The British and French Utopian socialists of the early nineteenth

century, as distinct from the Marxists and the revolutionary socialists

led by Auguste Blanqui, were inspired by their revulsion against

monolithic industrial and political organization to base the realization

of their theories on small communal units which they believed could be

established even before the existing society had been destroyed. At that

period the American frontier lay still in the valley of the Mississippi,

and there was a tendency — which existed until the end of the pioneering

days — for the small pioneers societies of trappers and traders, miners

and farmers, to organize themselves in largely autonomous communities,

that managed their own affairs and in many senses of the word took the

law into their own hands. In this society, where men responded to

frontier conditions by ad hoc participatory and decentralist

organization, the European and American Utopian socialists, as well as

various groups of Christian communities, tried to set up self-governing

communes which would be the cells of the new fraternal world. The

followers of Cabet and Fourier, of Robert Owen and Josiah Warren, all

played their part in a movement which produced hundreds of communities

and lasted almost a century; its last wave ebbed on the Pacific coast in

the Edwardian era, when a large Finnish socialist community was

established on the remote island of Sointula off the coast of British

Columbia. Only the religious communities of this era, which had a

purpose outside mere social theory, survived; even today some of the

Mennonite communities of Canada keep so closely to their ideals of

communitarian autonomy that they are leaving the country to find in

South America a region where they can be free to educate their children

as they wish. The secular communities all vanished; the main lesson

their failure taught was that decentralist organization must reach down

to the roots of the present, to the needs of the actual human beings who

participate, and not upward into the collapsing dream structures of a

Utopian future.

Other great crises in the human situation have followed the industrial

revolution, and every one has produced its decentralist movements in

which men and women have turned away from the nightmares of megapolitics

to the radical realities of human relationships, The crisis of the

Indian struggle for independence caused Gandhi to preach the need to

build society upon the foundation of the village. The bitter repressions

of Tsarist Russia led Peter Kropotkin to develop his theories of a

decentralised society integrating industry and agriculture, manual and

mental skills. World War II led to considerable community movement among

both British and American pacifists, seeking to create cells of sane

living in the interstices of a belligerent world, and an even larger

movement of decentralization and communitarianism has arisen in North

America in contradiction to the society that can wage a war like that in

Vietnam. Today it is likely that more people than ever before are

consciously engaged in some kind of decentralist venture which expresses

not merely rebellion against monolithic authoritarianism, but also faith

in the possibility of a new, cellular kind of society in which at every

level the participation in decision-making envisaged by

nineteenth-century anarchists like Proudhon and Kropotkin will be

developed.

As the monstrous and fatal flaws of modern economic and political

centralism become more evident, as the State is revealed ever more

convincingly as the enemy of all human love, the advocacy and practice

of decentralism will spread more widely, if only because the necessity

for it will become constantly more urgent. The less decentralist action

is tied to rigid social and political theories, and especially to

antediluvian ones like those of the Marxists, the more penetrating and

durable its effects will be. The soils most favourable to the spread of

decentralism are probably countries like India, where rural living still

predominates, countries like Japan where the decentralization of

factories and the integration of agricultural and industrial economies

has already been recognized as a necessity for survival, and the places

in our western world where the social rot has run deepest and the

decentralists can penetrate like white ants. The moribund centres of the

cities; the decaying marginal farmlands; these are the places which

centralist governments using bankers’ criteria of efficiency cannot

possibly revivify, because the profit would not be financial but human.

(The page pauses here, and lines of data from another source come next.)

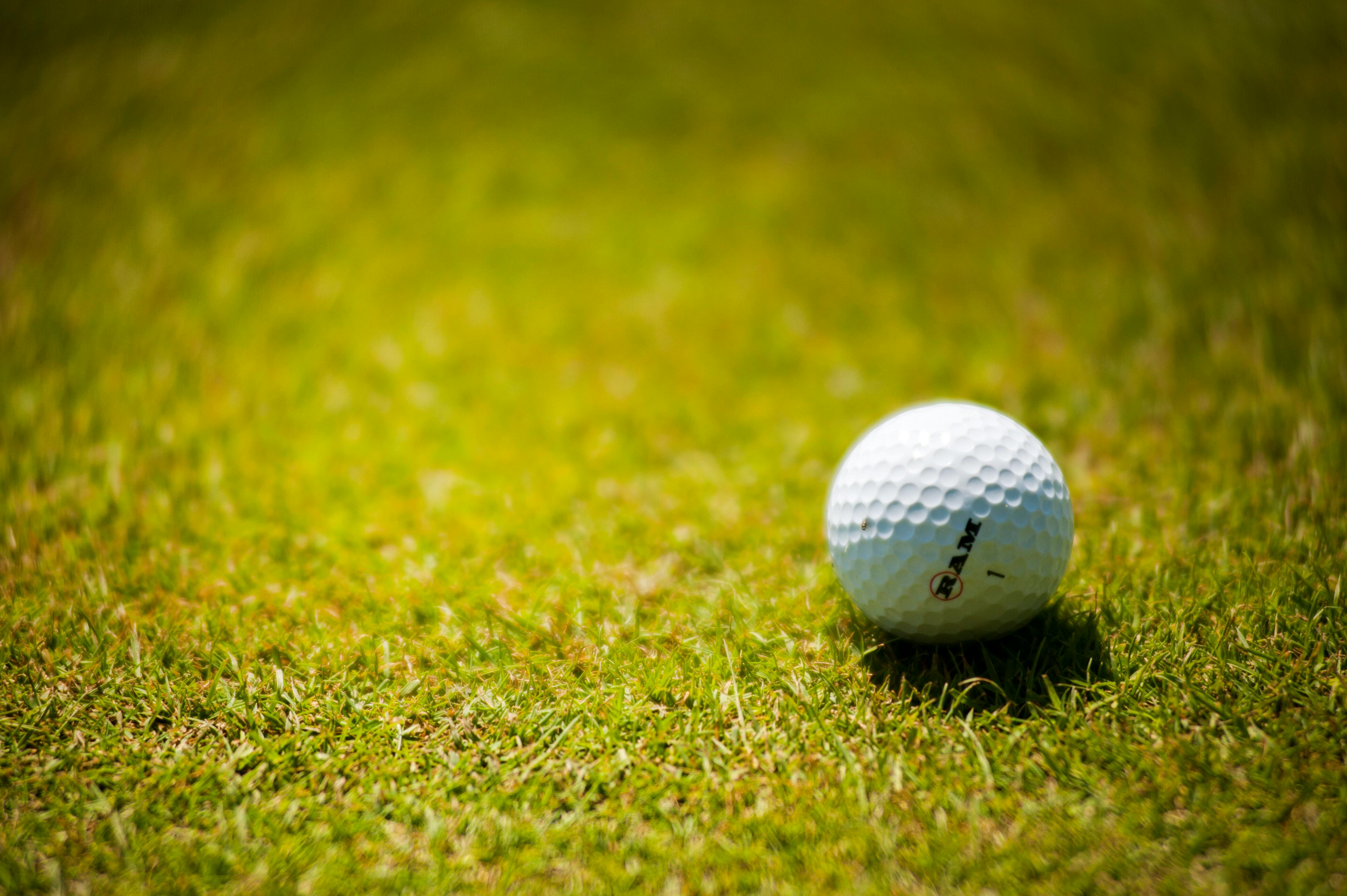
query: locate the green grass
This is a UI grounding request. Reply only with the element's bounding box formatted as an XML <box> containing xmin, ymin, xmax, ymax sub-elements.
<box><xmin>0</xmin><ymin>0</ymin><xmax>1347</xmax><ymax>893</ymax></box>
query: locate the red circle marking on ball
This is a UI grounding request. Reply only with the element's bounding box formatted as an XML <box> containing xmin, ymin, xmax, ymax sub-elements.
<box><xmin>931</xmin><ymin>570</ymin><xmax>963</xmax><ymax>601</ymax></box>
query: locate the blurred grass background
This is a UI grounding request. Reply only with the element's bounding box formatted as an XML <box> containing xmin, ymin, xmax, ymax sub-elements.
<box><xmin>0</xmin><ymin>0</ymin><xmax>1347</xmax><ymax>892</ymax></box>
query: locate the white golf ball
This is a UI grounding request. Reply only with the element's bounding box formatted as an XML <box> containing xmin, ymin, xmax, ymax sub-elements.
<box><xmin>824</xmin><ymin>401</ymin><xmax>1075</xmax><ymax>643</ymax></box>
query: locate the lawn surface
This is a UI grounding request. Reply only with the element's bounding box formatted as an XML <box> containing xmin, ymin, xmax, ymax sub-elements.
<box><xmin>0</xmin><ymin>0</ymin><xmax>1347</xmax><ymax>893</ymax></box>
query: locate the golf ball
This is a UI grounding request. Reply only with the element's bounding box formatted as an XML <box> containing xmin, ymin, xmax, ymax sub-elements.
<box><xmin>824</xmin><ymin>401</ymin><xmax>1075</xmax><ymax>643</ymax></box>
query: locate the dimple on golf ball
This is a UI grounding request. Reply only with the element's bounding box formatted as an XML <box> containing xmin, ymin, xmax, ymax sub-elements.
<box><xmin>826</xmin><ymin>401</ymin><xmax>1075</xmax><ymax>643</ymax></box>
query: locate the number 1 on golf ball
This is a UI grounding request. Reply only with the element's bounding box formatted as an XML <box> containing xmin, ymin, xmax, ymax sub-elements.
<box><xmin>826</xmin><ymin>401</ymin><xmax>1074</xmax><ymax>643</ymax></box>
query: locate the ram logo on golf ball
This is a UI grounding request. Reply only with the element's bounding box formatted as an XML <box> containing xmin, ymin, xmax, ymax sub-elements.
<box><xmin>931</xmin><ymin>516</ymin><xmax>982</xmax><ymax>601</ymax></box>
<box><xmin>824</xmin><ymin>401</ymin><xmax>1074</xmax><ymax>643</ymax></box>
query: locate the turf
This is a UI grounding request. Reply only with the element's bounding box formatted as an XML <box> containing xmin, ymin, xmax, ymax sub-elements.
<box><xmin>0</xmin><ymin>0</ymin><xmax>1347</xmax><ymax>893</ymax></box>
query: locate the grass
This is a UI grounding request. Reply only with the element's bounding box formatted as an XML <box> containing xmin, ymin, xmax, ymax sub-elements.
<box><xmin>0</xmin><ymin>0</ymin><xmax>1347</xmax><ymax>893</ymax></box>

In such areas the small and flexible cell of workers, serving the needs

of local people, can survive and continue simultaneously the tasks of

quiet destruction and cellular building. But not all the work can be

done in the shadows. There will still be the need for theoreticians to

carry on the work which Kropotkin and Geddes and Mumford began in the

past, of demonstrating the ultimately self-destructive character of

political and industrial centralism, and showing how society as a whole,

and not merely the lost corners of it, can be brought back to health and

peace by breaking down the pyramids of authority, so that men can be

given to eat the bread of brotherly love, and not the stones of power —

of any power.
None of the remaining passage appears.